What I Learned in Boating School: Fall 2018 part 2

I find what I learn in school very exciting and I want to share it with the world. I will be maintaining this series to recap on my favorite topics at the end of each semester.

Two of my favorite and most challenging classes this fall were Computer Architecture and Programming Language concepts and I'm excited to talk about some of the techniques I learned this semester.

Computer Architecture

In this class we started with how characters, integers, and floating point numbers are represented in binary. We refreshed ourselves on binary arithmetic and learned how the C language is interpreted into bytecode.

From there we moved onto how to decompile C programs into assembly using objdump and how to intepret the assembly language.

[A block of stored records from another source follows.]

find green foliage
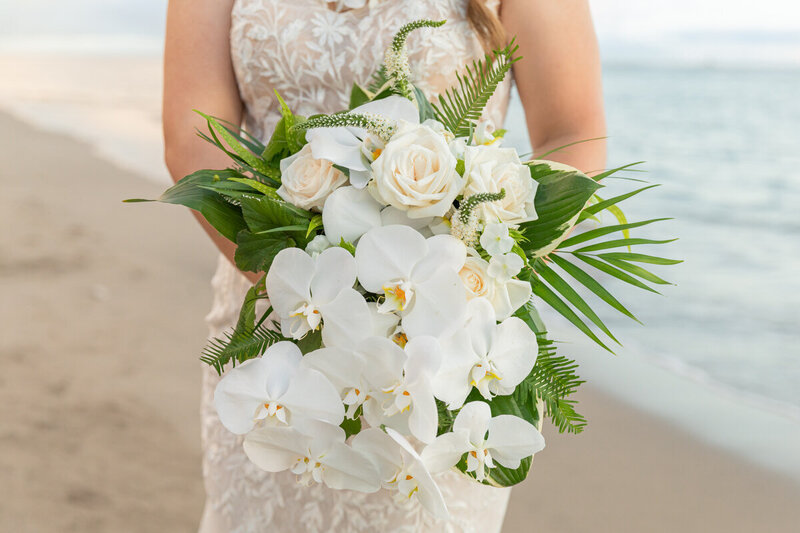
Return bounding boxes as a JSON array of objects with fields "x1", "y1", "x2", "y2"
[
  {"x1": 413, "y1": 86, "x2": 437, "y2": 122},
  {"x1": 432, "y1": 39, "x2": 519, "y2": 137},
  {"x1": 143, "y1": 169, "x2": 248, "y2": 242},
  {"x1": 261, "y1": 92, "x2": 308, "y2": 168},
  {"x1": 517, "y1": 162, "x2": 602, "y2": 258}
]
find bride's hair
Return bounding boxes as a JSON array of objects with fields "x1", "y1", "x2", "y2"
[{"x1": 467, "y1": 0, "x2": 507, "y2": 52}]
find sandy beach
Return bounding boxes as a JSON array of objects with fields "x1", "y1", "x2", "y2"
[{"x1": 1, "y1": 111, "x2": 798, "y2": 532}]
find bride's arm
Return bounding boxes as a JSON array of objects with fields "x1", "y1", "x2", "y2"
[
  {"x1": 500, "y1": 0, "x2": 607, "y2": 174},
  {"x1": 163, "y1": 0, "x2": 259, "y2": 283}
]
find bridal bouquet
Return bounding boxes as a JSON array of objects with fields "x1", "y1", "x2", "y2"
[{"x1": 130, "y1": 20, "x2": 678, "y2": 518}]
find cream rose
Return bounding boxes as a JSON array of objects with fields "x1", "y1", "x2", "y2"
[
  {"x1": 277, "y1": 144, "x2": 348, "y2": 211},
  {"x1": 459, "y1": 250, "x2": 532, "y2": 320},
  {"x1": 463, "y1": 146, "x2": 538, "y2": 225},
  {"x1": 369, "y1": 123, "x2": 463, "y2": 219}
]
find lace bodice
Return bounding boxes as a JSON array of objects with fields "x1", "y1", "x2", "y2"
[{"x1": 199, "y1": 1, "x2": 514, "y2": 532}]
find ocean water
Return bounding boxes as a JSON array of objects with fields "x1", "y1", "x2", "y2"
[{"x1": 507, "y1": 65, "x2": 800, "y2": 420}]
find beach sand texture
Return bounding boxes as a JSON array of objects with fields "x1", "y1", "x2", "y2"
[{"x1": 1, "y1": 112, "x2": 799, "y2": 532}]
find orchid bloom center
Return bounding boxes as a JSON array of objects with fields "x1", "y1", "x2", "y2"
[
  {"x1": 379, "y1": 279, "x2": 414, "y2": 313},
  {"x1": 342, "y1": 386, "x2": 368, "y2": 418},
  {"x1": 381, "y1": 380, "x2": 413, "y2": 416},
  {"x1": 389, "y1": 466, "x2": 419, "y2": 501},
  {"x1": 291, "y1": 454, "x2": 325, "y2": 486},
  {"x1": 470, "y1": 357, "x2": 503, "y2": 400},
  {"x1": 289, "y1": 302, "x2": 322, "y2": 330},
  {"x1": 466, "y1": 443, "x2": 495, "y2": 481},
  {"x1": 255, "y1": 401, "x2": 288, "y2": 425}
]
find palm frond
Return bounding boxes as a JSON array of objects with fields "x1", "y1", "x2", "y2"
[{"x1": 432, "y1": 39, "x2": 520, "y2": 137}]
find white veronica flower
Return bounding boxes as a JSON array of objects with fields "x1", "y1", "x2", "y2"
[
  {"x1": 458, "y1": 251, "x2": 532, "y2": 320},
  {"x1": 463, "y1": 145, "x2": 538, "y2": 225},
  {"x1": 355, "y1": 225, "x2": 467, "y2": 339},
  {"x1": 277, "y1": 143, "x2": 347, "y2": 211},
  {"x1": 369, "y1": 122, "x2": 464, "y2": 219},
  {"x1": 487, "y1": 252, "x2": 524, "y2": 283},
  {"x1": 479, "y1": 222, "x2": 515, "y2": 257},
  {"x1": 421, "y1": 401, "x2": 545, "y2": 482},
  {"x1": 306, "y1": 96, "x2": 419, "y2": 187},
  {"x1": 434, "y1": 298, "x2": 538, "y2": 409},
  {"x1": 265, "y1": 246, "x2": 370, "y2": 346},
  {"x1": 213, "y1": 342, "x2": 344, "y2": 434},
  {"x1": 243, "y1": 418, "x2": 381, "y2": 493},
  {"x1": 352, "y1": 428, "x2": 448, "y2": 519},
  {"x1": 360, "y1": 336, "x2": 442, "y2": 444}
]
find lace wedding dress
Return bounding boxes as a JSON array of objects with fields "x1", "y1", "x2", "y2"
[{"x1": 200, "y1": 1, "x2": 513, "y2": 531}]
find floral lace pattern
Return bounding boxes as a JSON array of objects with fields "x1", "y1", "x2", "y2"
[{"x1": 200, "y1": 1, "x2": 513, "y2": 531}]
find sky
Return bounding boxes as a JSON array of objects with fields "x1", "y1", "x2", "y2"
[{"x1": 1, "y1": 0, "x2": 799, "y2": 64}]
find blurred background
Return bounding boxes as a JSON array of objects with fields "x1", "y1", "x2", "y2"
[{"x1": 1, "y1": 1, "x2": 798, "y2": 531}]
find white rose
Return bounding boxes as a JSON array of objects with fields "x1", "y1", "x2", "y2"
[
  {"x1": 463, "y1": 146, "x2": 538, "y2": 225},
  {"x1": 458, "y1": 250, "x2": 532, "y2": 320},
  {"x1": 277, "y1": 144, "x2": 348, "y2": 211},
  {"x1": 369, "y1": 123, "x2": 464, "y2": 219}
]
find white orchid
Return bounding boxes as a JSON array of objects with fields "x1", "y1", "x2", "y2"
[
  {"x1": 302, "y1": 346, "x2": 371, "y2": 418},
  {"x1": 434, "y1": 298, "x2": 538, "y2": 409},
  {"x1": 306, "y1": 95, "x2": 419, "y2": 188},
  {"x1": 321, "y1": 186, "x2": 383, "y2": 246},
  {"x1": 479, "y1": 222, "x2": 514, "y2": 257},
  {"x1": 243, "y1": 418, "x2": 381, "y2": 493},
  {"x1": 265, "y1": 246, "x2": 371, "y2": 346},
  {"x1": 355, "y1": 225, "x2": 468, "y2": 339},
  {"x1": 360, "y1": 336, "x2": 442, "y2": 443},
  {"x1": 352, "y1": 428, "x2": 449, "y2": 519},
  {"x1": 213, "y1": 342, "x2": 344, "y2": 434},
  {"x1": 421, "y1": 402, "x2": 545, "y2": 482}
]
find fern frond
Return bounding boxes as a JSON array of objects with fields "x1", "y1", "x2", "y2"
[
  {"x1": 517, "y1": 336, "x2": 588, "y2": 434},
  {"x1": 367, "y1": 65, "x2": 390, "y2": 93},
  {"x1": 432, "y1": 39, "x2": 520, "y2": 137},
  {"x1": 200, "y1": 324, "x2": 283, "y2": 375}
]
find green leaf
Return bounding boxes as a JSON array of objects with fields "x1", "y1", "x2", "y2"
[
  {"x1": 340, "y1": 415, "x2": 362, "y2": 439},
  {"x1": 234, "y1": 229, "x2": 295, "y2": 273},
  {"x1": 306, "y1": 214, "x2": 323, "y2": 237},
  {"x1": 413, "y1": 86, "x2": 437, "y2": 122},
  {"x1": 239, "y1": 195, "x2": 312, "y2": 234},
  {"x1": 156, "y1": 169, "x2": 247, "y2": 242},
  {"x1": 534, "y1": 259, "x2": 619, "y2": 344},
  {"x1": 577, "y1": 184, "x2": 659, "y2": 223},
  {"x1": 432, "y1": 39, "x2": 520, "y2": 137},
  {"x1": 228, "y1": 177, "x2": 280, "y2": 199},
  {"x1": 559, "y1": 218, "x2": 671, "y2": 248},
  {"x1": 590, "y1": 162, "x2": 646, "y2": 182},
  {"x1": 601, "y1": 257, "x2": 672, "y2": 285},
  {"x1": 518, "y1": 162, "x2": 602, "y2": 257},
  {"x1": 548, "y1": 254, "x2": 639, "y2": 323},
  {"x1": 349, "y1": 83, "x2": 372, "y2": 109},
  {"x1": 200, "y1": 322, "x2": 282, "y2": 375},
  {"x1": 573, "y1": 253, "x2": 660, "y2": 294},
  {"x1": 197, "y1": 111, "x2": 272, "y2": 175},
  {"x1": 338, "y1": 238, "x2": 356, "y2": 255},
  {"x1": 574, "y1": 237, "x2": 677, "y2": 253},
  {"x1": 296, "y1": 329, "x2": 322, "y2": 354},
  {"x1": 596, "y1": 252, "x2": 682, "y2": 265},
  {"x1": 529, "y1": 274, "x2": 614, "y2": 352}
]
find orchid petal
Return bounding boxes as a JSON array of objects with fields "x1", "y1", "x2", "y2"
[
  {"x1": 322, "y1": 186, "x2": 382, "y2": 245},
  {"x1": 349, "y1": 169, "x2": 371, "y2": 189},
  {"x1": 351, "y1": 428, "x2": 403, "y2": 481},
  {"x1": 402, "y1": 269, "x2": 466, "y2": 339},
  {"x1": 242, "y1": 425, "x2": 307, "y2": 472},
  {"x1": 385, "y1": 429, "x2": 449, "y2": 520},
  {"x1": 262, "y1": 341, "x2": 303, "y2": 400},
  {"x1": 359, "y1": 336, "x2": 407, "y2": 389},
  {"x1": 310, "y1": 247, "x2": 357, "y2": 304},
  {"x1": 280, "y1": 366, "x2": 344, "y2": 426},
  {"x1": 352, "y1": 95, "x2": 420, "y2": 125},
  {"x1": 367, "y1": 302, "x2": 400, "y2": 337},
  {"x1": 489, "y1": 318, "x2": 538, "y2": 394},
  {"x1": 319, "y1": 288, "x2": 373, "y2": 348},
  {"x1": 412, "y1": 234, "x2": 466, "y2": 282},
  {"x1": 380, "y1": 206, "x2": 434, "y2": 231},
  {"x1": 462, "y1": 298, "x2": 496, "y2": 359},
  {"x1": 491, "y1": 279, "x2": 532, "y2": 320},
  {"x1": 307, "y1": 127, "x2": 367, "y2": 171},
  {"x1": 432, "y1": 334, "x2": 476, "y2": 409},
  {"x1": 485, "y1": 415, "x2": 546, "y2": 469},
  {"x1": 265, "y1": 248, "x2": 314, "y2": 317},
  {"x1": 421, "y1": 431, "x2": 470, "y2": 474},
  {"x1": 213, "y1": 357, "x2": 271, "y2": 435},
  {"x1": 319, "y1": 442, "x2": 382, "y2": 493},
  {"x1": 355, "y1": 225, "x2": 427, "y2": 293},
  {"x1": 301, "y1": 347, "x2": 365, "y2": 395},
  {"x1": 406, "y1": 379, "x2": 438, "y2": 444},
  {"x1": 452, "y1": 401, "x2": 492, "y2": 444}
]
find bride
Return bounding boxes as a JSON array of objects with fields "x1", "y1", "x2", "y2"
[{"x1": 163, "y1": 0, "x2": 605, "y2": 531}]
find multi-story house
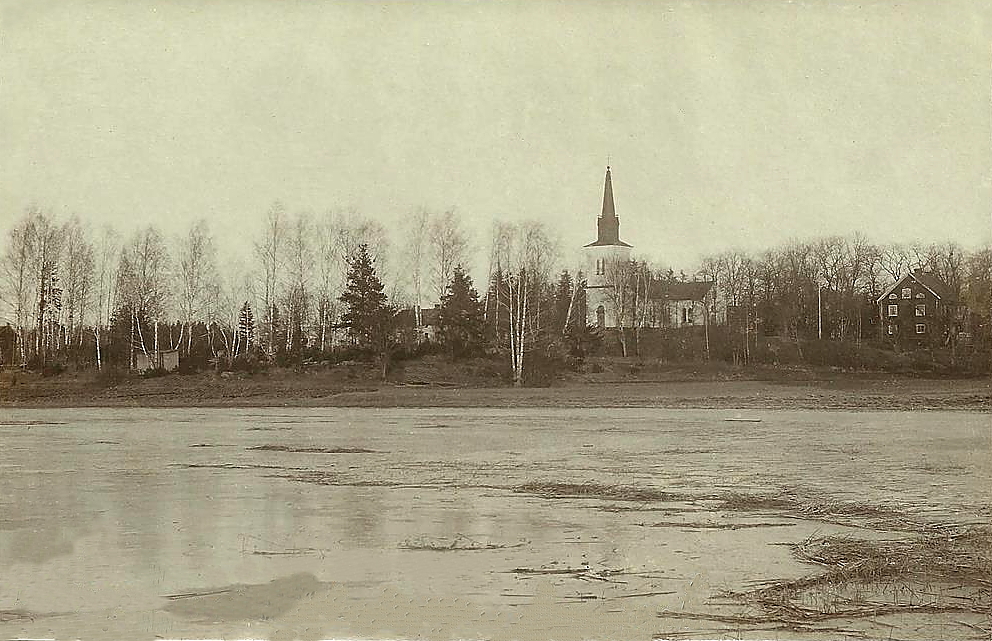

We used these skills in order to find when buffer and stack overflows occur, how to identify how gcc prevents overflows using a stack protector (canary) register. We also looked into program optimization when working with loops by interpretting how data structures are stored on the stack and how this affects iteration.

Binary Arithmetic

Adding binary numbers works in the same way as decimal numbers. For example 10101+10011 or 21+19

Subtraction works the same way as decimal subtraction, however, it requires a change of thought.

For example, with 124-8 you might cross of the 2 and carry 1 to the 8 to make 14-8. You are removing a value of 10, or ten 1's from the 20.

If you were to subtract 1100-0010 or 12-2.  you would need to carry the 1 as well. However, when working in a power of two, you will not just be carrying the 1 you will be carrying two 1's which properly abstracts the full iteration of a digit in a 2's number system. This would result in 1010  or $10$.

Floating point numbers are the most interesting, they take up 32bits in single precision and can reach a surprising level of accuracy. This is done by encoding a number in scientific notation into the binary number system.

With only 32 bits, the number can only be so accurately represented. In cases where you cannot fit the number into 32bits, rounding occurs just like we do when reducing numbers in algebra.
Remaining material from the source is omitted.